Ted reeled backwards, almost falling in the surf. He ran out of the water towards his chair. A young woman in a red bikini took off her glasses as he passed. “Down the Ohio River, Ted,” she stated, in Trudy’s voice.
Ted recoiled and almost got hit by a frisbee that whizzed past. “Heads up, dude,” a college-aged boy warned, “all the way to the Mississippi.”
Ted made it to his chair and sat down. Everywhere he looked, he saw Trudy’s face. All the kids in the water, all the buxom girls sun-worshipping, all the moms and dads, applying sunscreen to their kids…they all had her face. They all spoke in Trudy’s voice. Ted closed his eyes and shook his head violently. When he opened them again, all was back to normal. The college boys were college boys, the mom and dads were mom and dads, the girls with their cleavage…
“Damn,” Ted muttered to himself, grabbing a beer out of the cooler. “Damn bitch still wants to nag me.” He opened the beer and took a swig. It was cold and good. As he raised the beer to his lips again, he heard her voice come from the bottle. “From the Mississippi to the Gulf of Mexico, Ted.

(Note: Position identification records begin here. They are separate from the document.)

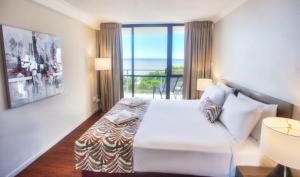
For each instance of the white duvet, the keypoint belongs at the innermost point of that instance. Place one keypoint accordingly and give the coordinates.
(175, 138)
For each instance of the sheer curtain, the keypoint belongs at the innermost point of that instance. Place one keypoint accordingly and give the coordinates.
(198, 56)
(109, 45)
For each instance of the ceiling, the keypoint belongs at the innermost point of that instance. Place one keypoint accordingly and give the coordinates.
(143, 11)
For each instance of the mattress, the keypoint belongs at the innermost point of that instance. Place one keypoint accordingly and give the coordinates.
(248, 154)
(175, 138)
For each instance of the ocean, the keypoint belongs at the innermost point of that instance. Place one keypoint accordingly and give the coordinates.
(146, 65)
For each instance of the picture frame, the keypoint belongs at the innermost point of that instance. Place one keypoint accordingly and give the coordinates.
(32, 63)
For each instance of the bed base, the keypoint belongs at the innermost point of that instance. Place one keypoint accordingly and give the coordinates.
(136, 174)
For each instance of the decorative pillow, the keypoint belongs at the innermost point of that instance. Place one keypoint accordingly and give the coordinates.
(215, 94)
(210, 110)
(227, 90)
(239, 117)
(268, 110)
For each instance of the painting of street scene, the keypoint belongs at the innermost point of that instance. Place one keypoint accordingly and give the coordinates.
(33, 65)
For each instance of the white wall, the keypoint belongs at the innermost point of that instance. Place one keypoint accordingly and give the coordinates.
(258, 46)
(27, 131)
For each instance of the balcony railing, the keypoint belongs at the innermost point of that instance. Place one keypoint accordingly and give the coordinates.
(152, 84)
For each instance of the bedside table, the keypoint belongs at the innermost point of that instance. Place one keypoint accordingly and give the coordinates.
(251, 171)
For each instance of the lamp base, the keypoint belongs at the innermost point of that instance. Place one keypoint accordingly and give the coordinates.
(280, 171)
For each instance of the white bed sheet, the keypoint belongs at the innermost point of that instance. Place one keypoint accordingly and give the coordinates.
(190, 145)
(248, 154)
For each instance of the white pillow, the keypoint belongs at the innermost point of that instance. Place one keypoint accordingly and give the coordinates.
(227, 90)
(215, 94)
(239, 117)
(268, 110)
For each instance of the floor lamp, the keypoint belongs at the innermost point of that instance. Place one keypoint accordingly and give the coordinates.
(101, 64)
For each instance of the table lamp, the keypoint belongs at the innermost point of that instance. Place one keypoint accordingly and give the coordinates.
(280, 141)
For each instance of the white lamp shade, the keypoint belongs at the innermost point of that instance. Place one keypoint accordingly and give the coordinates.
(202, 84)
(102, 64)
(280, 141)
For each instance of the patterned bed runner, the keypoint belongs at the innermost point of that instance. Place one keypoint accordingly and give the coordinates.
(106, 147)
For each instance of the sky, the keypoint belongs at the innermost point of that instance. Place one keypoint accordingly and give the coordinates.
(151, 42)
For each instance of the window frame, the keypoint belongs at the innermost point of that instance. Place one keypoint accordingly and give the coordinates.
(169, 73)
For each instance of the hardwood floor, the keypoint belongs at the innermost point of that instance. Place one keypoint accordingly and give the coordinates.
(59, 160)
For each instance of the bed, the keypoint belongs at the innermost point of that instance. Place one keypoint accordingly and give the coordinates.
(172, 139)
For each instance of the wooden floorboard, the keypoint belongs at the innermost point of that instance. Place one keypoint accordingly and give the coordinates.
(59, 160)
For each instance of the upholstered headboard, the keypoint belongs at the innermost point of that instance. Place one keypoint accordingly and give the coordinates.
(284, 109)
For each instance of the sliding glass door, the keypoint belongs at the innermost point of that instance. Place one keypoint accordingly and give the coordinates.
(153, 60)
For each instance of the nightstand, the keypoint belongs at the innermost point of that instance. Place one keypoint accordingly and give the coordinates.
(251, 171)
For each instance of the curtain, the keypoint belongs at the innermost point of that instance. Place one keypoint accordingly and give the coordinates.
(197, 57)
(109, 45)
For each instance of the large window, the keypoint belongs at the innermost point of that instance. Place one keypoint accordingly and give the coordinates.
(153, 60)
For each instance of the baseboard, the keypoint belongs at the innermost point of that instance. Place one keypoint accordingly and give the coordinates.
(37, 155)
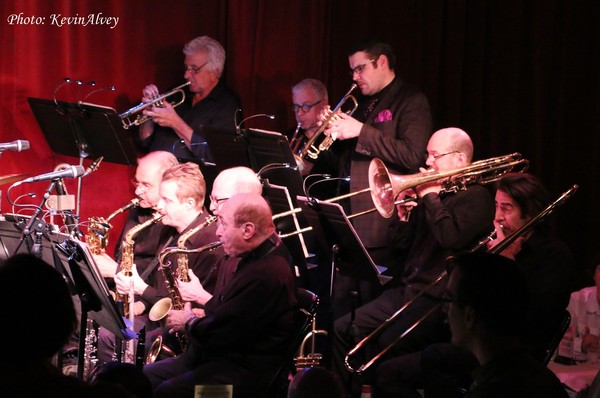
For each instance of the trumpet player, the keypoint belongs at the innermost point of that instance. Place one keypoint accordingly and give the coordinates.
(309, 98)
(212, 104)
(441, 224)
(392, 123)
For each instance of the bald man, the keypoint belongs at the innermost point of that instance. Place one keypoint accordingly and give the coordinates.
(442, 224)
(248, 322)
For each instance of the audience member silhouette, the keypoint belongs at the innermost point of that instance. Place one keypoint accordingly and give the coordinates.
(38, 318)
(315, 382)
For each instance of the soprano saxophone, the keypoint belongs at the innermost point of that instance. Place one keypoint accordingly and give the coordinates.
(127, 257)
(127, 347)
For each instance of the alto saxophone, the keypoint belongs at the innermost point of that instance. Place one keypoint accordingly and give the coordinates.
(174, 301)
(127, 257)
(99, 227)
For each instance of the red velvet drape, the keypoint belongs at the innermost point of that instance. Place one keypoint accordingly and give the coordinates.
(518, 76)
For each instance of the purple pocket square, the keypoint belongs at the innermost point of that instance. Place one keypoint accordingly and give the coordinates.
(384, 116)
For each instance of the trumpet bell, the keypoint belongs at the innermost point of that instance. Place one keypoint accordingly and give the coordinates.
(385, 187)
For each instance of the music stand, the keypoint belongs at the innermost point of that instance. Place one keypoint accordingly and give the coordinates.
(94, 296)
(83, 129)
(334, 230)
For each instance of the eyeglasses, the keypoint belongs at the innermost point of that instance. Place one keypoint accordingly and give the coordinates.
(217, 200)
(193, 69)
(358, 69)
(143, 186)
(436, 157)
(446, 298)
(305, 107)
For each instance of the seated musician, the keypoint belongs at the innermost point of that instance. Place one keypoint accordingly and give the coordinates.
(148, 241)
(248, 321)
(443, 370)
(486, 318)
(229, 182)
(27, 368)
(442, 223)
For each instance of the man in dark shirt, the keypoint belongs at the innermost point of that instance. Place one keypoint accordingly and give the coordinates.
(212, 104)
(147, 242)
(248, 322)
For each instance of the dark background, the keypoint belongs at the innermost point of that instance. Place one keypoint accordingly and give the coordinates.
(519, 76)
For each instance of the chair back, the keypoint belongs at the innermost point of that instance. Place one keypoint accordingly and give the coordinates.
(308, 303)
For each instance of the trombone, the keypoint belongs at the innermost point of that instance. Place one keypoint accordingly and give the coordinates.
(499, 248)
(310, 149)
(134, 116)
(385, 186)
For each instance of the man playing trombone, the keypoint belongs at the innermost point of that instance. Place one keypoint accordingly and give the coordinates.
(548, 267)
(443, 223)
(212, 104)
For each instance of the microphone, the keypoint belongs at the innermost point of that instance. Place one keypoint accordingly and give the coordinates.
(111, 88)
(69, 172)
(93, 166)
(238, 125)
(66, 80)
(17, 146)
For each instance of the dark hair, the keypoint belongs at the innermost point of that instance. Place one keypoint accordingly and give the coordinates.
(375, 47)
(38, 309)
(495, 287)
(527, 191)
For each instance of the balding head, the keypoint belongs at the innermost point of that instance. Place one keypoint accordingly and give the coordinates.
(233, 181)
(245, 221)
(456, 140)
(148, 175)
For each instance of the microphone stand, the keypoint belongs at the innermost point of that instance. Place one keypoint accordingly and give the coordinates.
(36, 225)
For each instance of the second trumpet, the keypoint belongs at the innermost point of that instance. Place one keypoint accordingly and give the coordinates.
(311, 149)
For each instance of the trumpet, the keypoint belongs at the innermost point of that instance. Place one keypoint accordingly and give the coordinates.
(494, 250)
(385, 187)
(134, 116)
(312, 150)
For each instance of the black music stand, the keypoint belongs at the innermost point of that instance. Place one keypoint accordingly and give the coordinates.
(337, 237)
(94, 296)
(82, 129)
(257, 149)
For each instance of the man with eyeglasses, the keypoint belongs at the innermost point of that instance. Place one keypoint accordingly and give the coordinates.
(211, 104)
(442, 223)
(309, 98)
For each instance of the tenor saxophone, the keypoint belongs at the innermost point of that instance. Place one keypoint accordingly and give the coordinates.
(99, 227)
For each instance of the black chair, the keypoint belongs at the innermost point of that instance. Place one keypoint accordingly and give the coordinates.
(557, 337)
(308, 303)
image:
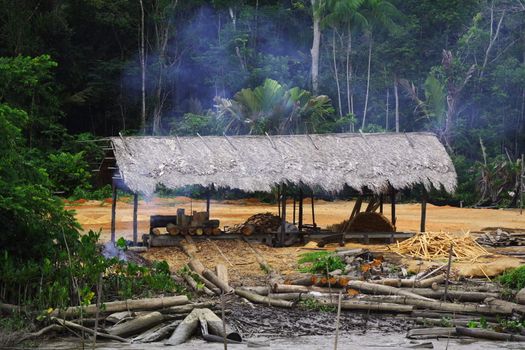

Right here. From the gulf to your mouth, in your hair, in your pores. I just caressed your whole body, Ted. Didn’t you feel it? I rubbed you all over, just like you used to like. I rubbed you good. If you could still get it up, I bet you would have. You swallowed me down, Ted. Now I’m inside you. Now I’m everywhere you are. Now I’ll never leave you, Ted. Never, Ted. I’ll never leave you!
Ted stopped up and dropped the beer. The amber fluid soaked into the ground. His stomach turned, and he puked. Some of the vomit splashed up onto his legs. All around him, the beachgoers stared at him. They were once again Trudy. They were all Trudy. That bitch! He stood there, looking back at them. One by one, they turned away. He used his foot to cover the vomit with the white beach sand. That bitch, that bitch, that bitch! Ted’s hands were shaking. He thought he was going to cry. He looked back at the condominium. There was a sink there, a toilet, a shower. That was no good. It didn’t really matter. She was in him. He knew it. Trudy was a bitch, but she wasn’t a lying bitch. She was in him. She would always be in him. There was no escape. Ted walked towards the gulf. There was no escape. There was no escape from Trudy.
Defeated, Ted walked into the water.